Both Bridgeman (1993) and Katz, Bennett, and Berger (2000) suggested that it may be 
useful to develop multiple-choice items that include common incorrect responses as distractors— 
and the recent work of Briggs et al. (2006) suggests that ordered multiple-choice items may be as 
reliable as traditional multiple-choice items while providing greater diagnostic evidence, ft is 
also worth pointing out that not all items that may be scored as multiple-choice must be 
presented in the standard format, with a stem followed by several options. 

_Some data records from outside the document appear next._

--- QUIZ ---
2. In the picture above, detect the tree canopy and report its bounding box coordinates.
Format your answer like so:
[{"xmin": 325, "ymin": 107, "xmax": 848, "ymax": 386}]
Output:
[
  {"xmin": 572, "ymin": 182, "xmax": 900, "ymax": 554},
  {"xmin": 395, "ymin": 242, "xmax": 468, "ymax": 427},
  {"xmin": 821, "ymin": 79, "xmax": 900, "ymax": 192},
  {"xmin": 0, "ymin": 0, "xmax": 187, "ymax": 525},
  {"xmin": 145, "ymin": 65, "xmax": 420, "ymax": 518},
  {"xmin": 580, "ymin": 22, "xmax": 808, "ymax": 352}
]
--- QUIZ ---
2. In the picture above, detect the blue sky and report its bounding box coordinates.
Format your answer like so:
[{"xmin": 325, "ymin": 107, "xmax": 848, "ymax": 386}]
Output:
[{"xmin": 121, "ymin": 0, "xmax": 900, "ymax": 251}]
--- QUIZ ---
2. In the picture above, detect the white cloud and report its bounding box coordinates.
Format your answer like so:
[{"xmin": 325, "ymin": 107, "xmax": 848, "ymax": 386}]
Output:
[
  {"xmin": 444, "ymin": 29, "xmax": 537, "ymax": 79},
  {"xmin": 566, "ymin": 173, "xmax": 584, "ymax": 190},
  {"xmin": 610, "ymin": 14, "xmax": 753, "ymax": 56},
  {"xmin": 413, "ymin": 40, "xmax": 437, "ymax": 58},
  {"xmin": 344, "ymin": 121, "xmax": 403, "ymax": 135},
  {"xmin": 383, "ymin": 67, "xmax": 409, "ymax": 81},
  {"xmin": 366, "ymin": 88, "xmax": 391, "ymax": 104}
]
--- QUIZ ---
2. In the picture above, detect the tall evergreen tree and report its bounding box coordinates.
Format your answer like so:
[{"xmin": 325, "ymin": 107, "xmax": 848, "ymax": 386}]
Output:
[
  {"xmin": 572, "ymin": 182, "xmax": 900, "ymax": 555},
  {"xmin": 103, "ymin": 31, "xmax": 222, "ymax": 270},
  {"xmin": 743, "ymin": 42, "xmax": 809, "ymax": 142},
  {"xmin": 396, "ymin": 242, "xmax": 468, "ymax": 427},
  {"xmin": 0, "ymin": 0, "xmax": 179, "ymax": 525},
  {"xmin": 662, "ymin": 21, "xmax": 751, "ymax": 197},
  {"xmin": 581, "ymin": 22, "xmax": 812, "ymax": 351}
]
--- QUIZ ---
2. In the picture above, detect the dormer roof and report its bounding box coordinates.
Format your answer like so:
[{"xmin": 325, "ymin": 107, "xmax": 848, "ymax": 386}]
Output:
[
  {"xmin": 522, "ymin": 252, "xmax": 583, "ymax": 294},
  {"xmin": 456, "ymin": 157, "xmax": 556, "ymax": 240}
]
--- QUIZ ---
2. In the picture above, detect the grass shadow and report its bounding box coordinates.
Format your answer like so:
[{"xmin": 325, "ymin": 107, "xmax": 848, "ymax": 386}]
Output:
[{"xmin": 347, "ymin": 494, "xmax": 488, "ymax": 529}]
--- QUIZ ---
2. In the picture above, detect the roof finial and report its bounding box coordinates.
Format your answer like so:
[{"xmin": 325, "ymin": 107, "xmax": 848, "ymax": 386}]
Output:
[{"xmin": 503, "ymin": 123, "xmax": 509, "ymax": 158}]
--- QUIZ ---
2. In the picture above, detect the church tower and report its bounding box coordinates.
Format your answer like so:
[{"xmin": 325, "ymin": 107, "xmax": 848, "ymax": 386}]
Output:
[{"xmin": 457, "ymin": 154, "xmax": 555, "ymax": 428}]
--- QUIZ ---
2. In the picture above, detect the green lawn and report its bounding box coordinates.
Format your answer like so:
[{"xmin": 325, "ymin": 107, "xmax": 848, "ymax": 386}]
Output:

Constructed-response items serve a complementary role in diagnostic assessment. They 
are more representative of real-world tasks than multiple-choice items and may discourage 
guessing. Constructed-response items of the “show all work” type provide highly specific 
information about the details of students’ solution methods. The scoring accuracy for 
constructed-response items is generally lower than for multiple-choice items, but some in 
mathematics can be scored quite accurately, even compared to multiple-choice. For example, 
Bennett, Steffen, Singley, Morley, and Jacquemin (1997) found very high accuracy rates for the 
mathematical expressions (ME) response type when users entered expressions on the computer. 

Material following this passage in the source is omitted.